Chunhuei says that one to maybe sway the opinions of those who are vaccine resistant could involve a major republican figure coming out in support of the vaccines and their efficacy. And the one he feels could help the most is former president Donald Trump. 

 

CC

“It will take him, in a major media forum, to advocate for his supporters to get vaccinated. I’d seen one interesting poll. Among the republican voters, the one whom they trust the most about health and medicine is former president Trump. Way more than they trust their own doctors.” 

 

GG

And all of this, the rising cases and deaths, the J&J news, the vaccine hesitancy, leads to the big question: when, oh, when can we get the fuck back to normal? Well that depends on a few things.

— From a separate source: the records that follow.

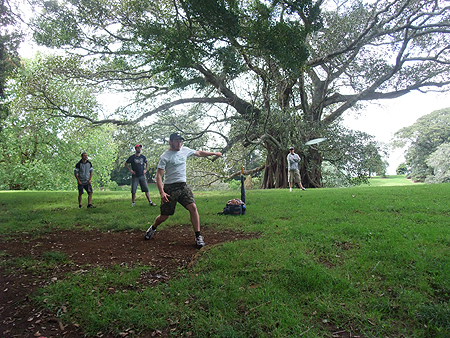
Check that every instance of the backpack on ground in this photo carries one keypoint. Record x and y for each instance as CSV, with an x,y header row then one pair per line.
x,y
234,207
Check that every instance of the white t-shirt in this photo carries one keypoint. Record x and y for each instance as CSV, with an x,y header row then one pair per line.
x,y
174,164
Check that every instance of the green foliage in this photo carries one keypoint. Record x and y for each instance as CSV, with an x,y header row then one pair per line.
x,y
440,162
41,148
263,73
422,139
351,156
10,39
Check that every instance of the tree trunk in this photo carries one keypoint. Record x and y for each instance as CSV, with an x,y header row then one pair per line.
x,y
275,174
312,169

And you may have heard this term being thrown around recently: herd immunity 

 

Herd immunity is achieved when a population has sufficient indirect protection and has become immune to an infectious disease. This immunity, which is enough to prevent frequent spread of the infection, can be developed one of two ways: 1) vaccination or 2) previous infection. The more people that are immune, the fewer people the virus can latch onto.

 

But how important is herd immunity to returning to normal? Chunhuei says herd immunity is only the means, and arguable probably the most effective means. He says there are other means, but those will be a lot tougher to achieve. 

 

CC

“The tougher means to get to normal, which many other countries did—countries like Iceland, New Zealand, Taiwan, Vietnam—they did that early on. So these countries are back to normal life, such as Taiwan, they resumed to mostly normal life since June 2020. And that’s by implementing very strict isolation/quarantine and strict facial mask regulation. And we were not able to implement that last year. That’s how we got here. And that’s the other means to resume to normalcy. It’s either by strict safety/hygiene measure, which we were not able to implement, or by vaccination. 

 

“And so I think one point we can get out is, particularly for those pandemic deniers—just like climate deniers, we also have pandemic deniers— no amount of science or evidence or data will convince them. Instead, the point of communication is, ‘we want to get back to normal life, we want to help our economy.’ I think that’s probably more effective to this group of people. And there are only two ways for us to achieve that, aiming toward the ends to control the spread of the pandemic. Either through very strict measures, or through vaccinations.”

 

GG

That was Chunhuei Chi, a professor of international health at Oregon State University. We also heard from state epidemiologist Dean Sidelinger, and Oregon Health Authority director Patrick Allen. For more coronavirus coverage and to listen to more episodes of Footnotes, visit us at pdxmonthly.com 

 

Thanks so much for listening to this week’s episode of Footnotes. We’ll see you next week.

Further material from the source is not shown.